“I have a few hundred in the bank. All we have to do is wait for it to open.”
“We’ll need more than that.” Phil shook his head, as if banishing some inner question. “I’ll have to go back.”
“To the Moonlight?”
“Yes.”
It was almost morning. In two hours Millie would be off the graveyard shift at the Grand Union. The power lines were etched black against a dull gray sky that looked like more rain. Perhaps the sun would never shine again.
“Don’t do it, Phil. Don’t go back there.”
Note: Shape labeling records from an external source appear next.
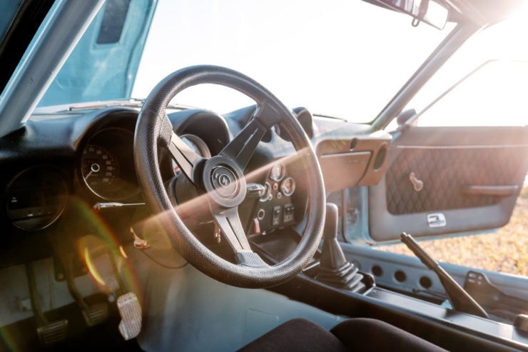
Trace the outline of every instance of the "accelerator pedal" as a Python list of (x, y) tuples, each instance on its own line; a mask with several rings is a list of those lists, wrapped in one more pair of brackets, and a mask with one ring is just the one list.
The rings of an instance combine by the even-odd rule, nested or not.
[(141, 331), (141, 306), (138, 296), (128, 292), (117, 298), (117, 308), (121, 316), (119, 332), (125, 340), (134, 338)]

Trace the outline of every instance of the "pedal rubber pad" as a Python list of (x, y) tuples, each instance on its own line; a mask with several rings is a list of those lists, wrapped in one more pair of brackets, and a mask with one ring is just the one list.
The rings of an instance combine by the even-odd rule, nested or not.
[(134, 338), (141, 331), (141, 306), (135, 293), (128, 292), (117, 298), (117, 308), (121, 316), (119, 332), (125, 340)]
“I have to.” He gave her a strained smile that, under the circumstances, was almost heroic. “I left my wallet behind—even my underwear is soaked through.”
And then the smile collapsed.
“There’s a lot of money at the Moonlight,” he said, as if confessing to some shameful weakness. “My Uncle George squirreled away a fortune that nobody knew about. I found it, and it’s mine. I don’t plan to leave without it.”
“Then why didn’t you bring it last night?”
“I wasn’t thinking very clearly last thing. All I knew last night was that I wanted to be with you.”
From the way he looked at her, Beth knew it was the simple truth. Last night, probably, he had been running on instinct.
“We don’t need it.”
“Yes we do. I need it.”
“Then we’ll go together.”
“No.” He said it as a fact, nothing more. She wasn’t coming. “No, you’re staying here. I won’t risk you in that house.”
He stood up and took his shirt from the back of a chair. It was almost dry, so he put it on.
“I won’t be long—just a few hours to collect what’s mine. Maybe I’ll be able to get the car started.”
It was hopeless. She could see that, and it filled her with dread. She knew somehow that she was about to lose him forever.
Her housecoat was held together in the front by a row of little snaps, and she wasn’t wearing anything underneath it. She took the two lapels in her hands and pulled them apart.
“At least wait until daylight,” she said.
Chapter 31
As usual when he had to work through the night, Lieutenant Spolino had a headache—nothing blinding, just enough to be a nuisance. And no amount of coffee or aspirin seemed to have the slightest effect. He suspected it was just nerves.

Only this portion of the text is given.